- Felch Corner Location within Maine Felch Corner Location within the United States
- Coordinates: 43°40′44″N 70°47′10″W﻿ / ﻿43.67889°N 70.78611°W
- Country: United States
- State: Maine
- County: York
- Elevation: 531 ft (162 m)
- Time zone: UTC-5 (Eastern (EST))
- • Summer (DST): UTC-4 (EDT)
- GNIS feature ID: 566089

= Felch Corner, Maine =

Felch Corner is an unincorporated community in York County, Maine, United States.

==History==
Established by Abijah Felch and his wife Lydia Clarke, Felch Corner was the first settlement in the area. Felch had served in the American Revolutionary War, and then received a land grant "between the Great and Little Ossipee rivers...in the wilderness". Felch helped found nearby Limerick, and then served there as town clerk, assessor, treasurer and selectmen.
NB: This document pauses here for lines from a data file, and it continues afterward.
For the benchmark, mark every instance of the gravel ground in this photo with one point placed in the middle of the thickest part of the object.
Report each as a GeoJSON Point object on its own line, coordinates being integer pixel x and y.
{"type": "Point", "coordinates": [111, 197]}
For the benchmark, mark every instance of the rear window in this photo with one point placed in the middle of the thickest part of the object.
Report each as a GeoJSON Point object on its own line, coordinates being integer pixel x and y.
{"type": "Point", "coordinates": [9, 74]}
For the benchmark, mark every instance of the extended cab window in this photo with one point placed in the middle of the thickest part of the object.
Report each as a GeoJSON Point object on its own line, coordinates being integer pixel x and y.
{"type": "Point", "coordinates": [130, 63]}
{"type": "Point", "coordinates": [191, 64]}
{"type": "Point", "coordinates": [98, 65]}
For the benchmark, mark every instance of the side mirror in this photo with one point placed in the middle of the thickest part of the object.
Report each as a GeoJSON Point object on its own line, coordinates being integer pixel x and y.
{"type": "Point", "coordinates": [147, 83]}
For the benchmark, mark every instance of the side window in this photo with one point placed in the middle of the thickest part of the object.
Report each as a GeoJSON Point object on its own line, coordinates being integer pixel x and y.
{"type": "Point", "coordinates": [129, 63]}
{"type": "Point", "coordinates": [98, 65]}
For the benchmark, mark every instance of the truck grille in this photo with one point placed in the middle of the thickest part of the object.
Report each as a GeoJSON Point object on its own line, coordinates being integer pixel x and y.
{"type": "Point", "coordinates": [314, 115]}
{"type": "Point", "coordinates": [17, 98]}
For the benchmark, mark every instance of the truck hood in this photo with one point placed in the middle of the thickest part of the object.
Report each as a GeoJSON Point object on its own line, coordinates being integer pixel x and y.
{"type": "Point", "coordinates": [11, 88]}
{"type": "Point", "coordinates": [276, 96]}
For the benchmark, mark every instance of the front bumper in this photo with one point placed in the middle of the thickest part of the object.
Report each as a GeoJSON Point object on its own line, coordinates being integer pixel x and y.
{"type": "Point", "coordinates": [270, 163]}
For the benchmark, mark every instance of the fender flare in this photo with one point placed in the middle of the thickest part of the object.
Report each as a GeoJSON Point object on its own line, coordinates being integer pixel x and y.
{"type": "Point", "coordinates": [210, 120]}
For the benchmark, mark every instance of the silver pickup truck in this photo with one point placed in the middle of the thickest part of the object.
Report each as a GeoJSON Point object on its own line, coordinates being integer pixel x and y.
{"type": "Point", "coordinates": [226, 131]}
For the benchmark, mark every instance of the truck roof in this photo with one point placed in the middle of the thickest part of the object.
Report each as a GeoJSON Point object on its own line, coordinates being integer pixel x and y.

He later adopted his orphaned grandson, Alpheus Felch, the future governor of Michigan.

An inn was established by Jacob Bradbury, and local elections were held there.

Historic buildings in Felch Corner include the Hughes Home, the oldest house in the Limerick area, and Leavitt Tavern—established by Nathaniel Leavitt, a Captain under George Washington—now a private residence.